2019, Cuarto domingo de Pascua

En este cuarto domingo de pascua, el evangelio nos habla de Jesús, Buen Pastor. Él mismo se atribuye esta denominación. Israel poseía una importante cultura pastoril y Jesús se sirve de ella para describir su misión. El pastor conduce al rebaño y le procura pastos abundantes, conoce a sus ovejas y las ovejas le conocen a él. Los evangelios sinópticos ofrecen numerosos rasgos de esta alegoría, pero es Juan quien retoma los datos y los profundiza. Jesús es pastor de modo singular y perfecto porque da su misma vida por sus ovejas, las alimenta de sí mismo y las reúne en el aprisco del reino. 

La imagen del pastor era común en la antigüedad semítica para describir la función de los jefes del pueblo. Pero la insuficiente realización de lo que debería implicar este título lleva a los profetas a reservarlo al Señor. Él será el verdadero pastor de su pueblo al que conducirá, defenderá, y procurará alimento. Cuidará además de las ovejas heridas por culpa de los malos pastores. Juan pone en boca de Jesús la expresión “Yo soy el Buen Pastor”. Jesús aplica a los suyos la cálida apelación de “pequeño rebaño” y a través de la parábola de la oveja perdida describirá su misión en el mundo como conducción y salvación. 

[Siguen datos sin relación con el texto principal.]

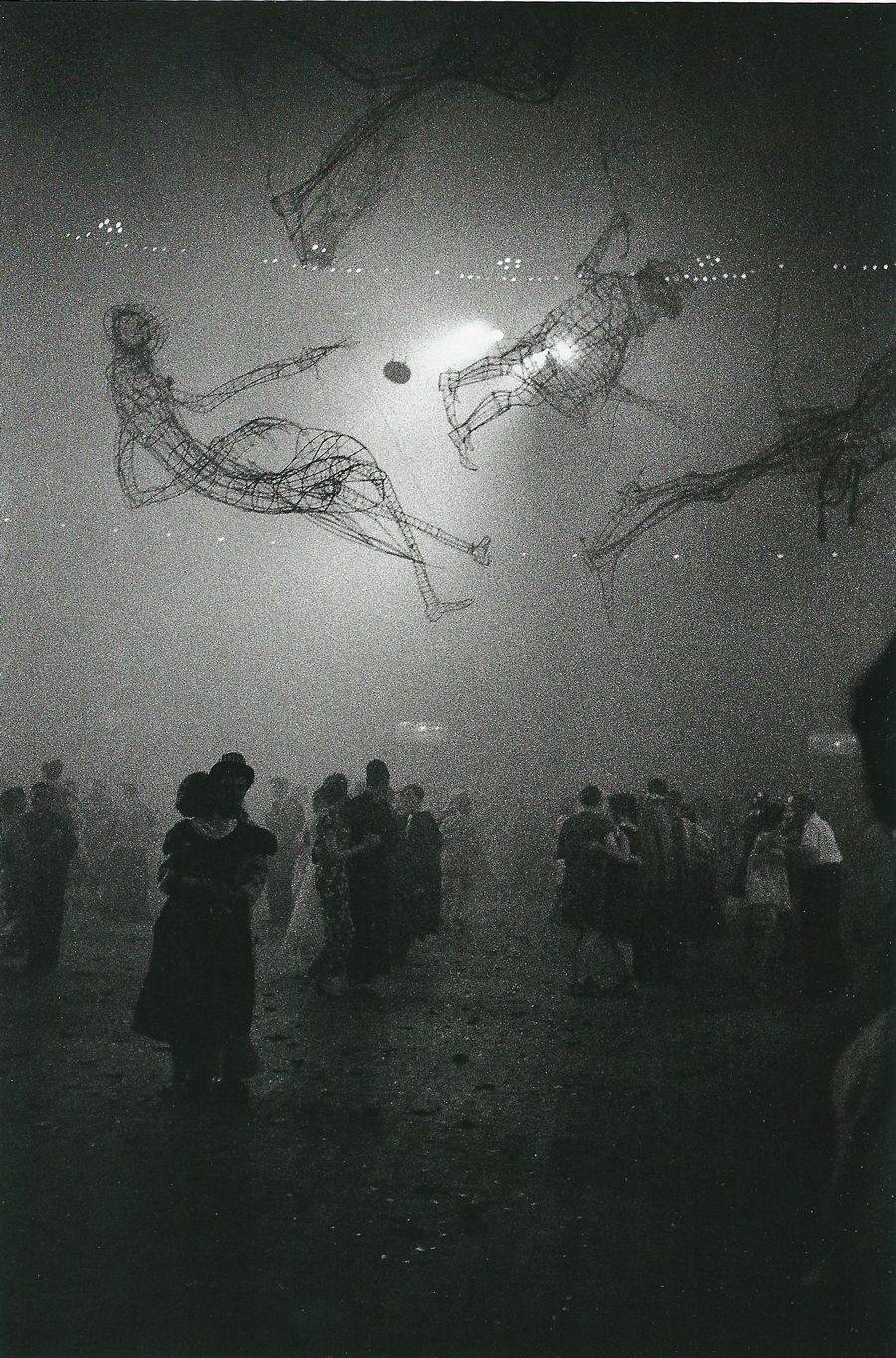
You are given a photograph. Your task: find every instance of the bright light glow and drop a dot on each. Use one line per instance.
(466, 343)
(533, 364)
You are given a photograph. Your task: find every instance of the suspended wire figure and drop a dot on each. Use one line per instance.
(573, 358)
(329, 477)
(838, 448)
(523, 56)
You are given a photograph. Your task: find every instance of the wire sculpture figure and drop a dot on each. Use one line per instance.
(525, 57)
(839, 448)
(574, 356)
(331, 477)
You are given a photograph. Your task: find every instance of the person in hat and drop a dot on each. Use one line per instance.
(232, 779)
(200, 989)
(573, 358)
(370, 832)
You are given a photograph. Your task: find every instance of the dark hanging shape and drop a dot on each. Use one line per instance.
(396, 372)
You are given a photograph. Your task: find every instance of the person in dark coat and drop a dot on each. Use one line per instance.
(579, 843)
(200, 989)
(370, 831)
(415, 872)
(52, 839)
(287, 820)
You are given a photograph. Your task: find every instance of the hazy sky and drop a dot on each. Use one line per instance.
(757, 133)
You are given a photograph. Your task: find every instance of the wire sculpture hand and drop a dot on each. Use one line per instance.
(573, 357)
(329, 477)
(836, 448)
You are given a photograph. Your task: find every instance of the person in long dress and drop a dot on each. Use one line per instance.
(766, 891)
(465, 865)
(622, 886)
(582, 845)
(53, 842)
(372, 830)
(331, 856)
(17, 871)
(200, 989)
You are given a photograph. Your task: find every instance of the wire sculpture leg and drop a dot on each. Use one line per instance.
(490, 407)
(385, 506)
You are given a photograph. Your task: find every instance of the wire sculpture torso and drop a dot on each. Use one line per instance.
(838, 448)
(574, 356)
(523, 56)
(328, 476)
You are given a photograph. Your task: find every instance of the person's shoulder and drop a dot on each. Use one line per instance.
(179, 836)
(256, 838)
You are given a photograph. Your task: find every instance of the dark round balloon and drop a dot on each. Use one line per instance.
(398, 372)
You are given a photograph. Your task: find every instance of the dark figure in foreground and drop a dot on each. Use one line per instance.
(286, 820)
(17, 871)
(53, 843)
(855, 1274)
(417, 872)
(820, 869)
(372, 830)
(200, 989)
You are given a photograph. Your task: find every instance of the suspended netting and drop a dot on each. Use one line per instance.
(331, 477)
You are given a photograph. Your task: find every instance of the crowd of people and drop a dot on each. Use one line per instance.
(60, 850)
(642, 883)
(648, 880)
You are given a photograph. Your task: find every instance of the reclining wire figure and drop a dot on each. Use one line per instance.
(329, 477)
(573, 358)
(839, 448)
(523, 56)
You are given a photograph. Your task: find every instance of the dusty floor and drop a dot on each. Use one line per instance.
(478, 1164)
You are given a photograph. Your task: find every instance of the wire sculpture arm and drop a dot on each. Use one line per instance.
(838, 448)
(331, 477)
(257, 377)
(573, 358)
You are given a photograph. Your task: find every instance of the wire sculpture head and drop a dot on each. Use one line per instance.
(133, 329)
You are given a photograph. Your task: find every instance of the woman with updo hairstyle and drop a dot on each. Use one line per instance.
(329, 856)
(200, 989)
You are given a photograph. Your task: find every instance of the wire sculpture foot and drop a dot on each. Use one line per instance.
(437, 610)
(481, 552)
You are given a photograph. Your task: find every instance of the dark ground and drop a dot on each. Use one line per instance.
(478, 1164)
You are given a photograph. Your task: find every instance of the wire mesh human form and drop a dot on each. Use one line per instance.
(573, 358)
(836, 448)
(331, 477)
(523, 55)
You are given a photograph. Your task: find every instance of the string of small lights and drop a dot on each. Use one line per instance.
(170, 536)
(508, 269)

Jesús, Buen Pastor, es hoy la figura dominante del evangelio. En el contexto pascual, esta alegoría nos dice cosas importantes. Jesús condujo a los suyos ayer, y los conduce hoy y siempre. Los cristianos deben tomar conciencia de la actualidad y centralidad de la persona de Cristo resucitado que no deja de conducir él mismo personalmente a su Iglesia. Si bien elige a unos pocos como guías, nadie le sucede y nadie le suplanta o sustituye. Él sigue viviendo junto a los suyos siempre. Los que él designa y llama, le personalizan a él. Lo cual conlleva una muy humilde despersonalización de ellos mismos. Son él y esto exige obrar como él.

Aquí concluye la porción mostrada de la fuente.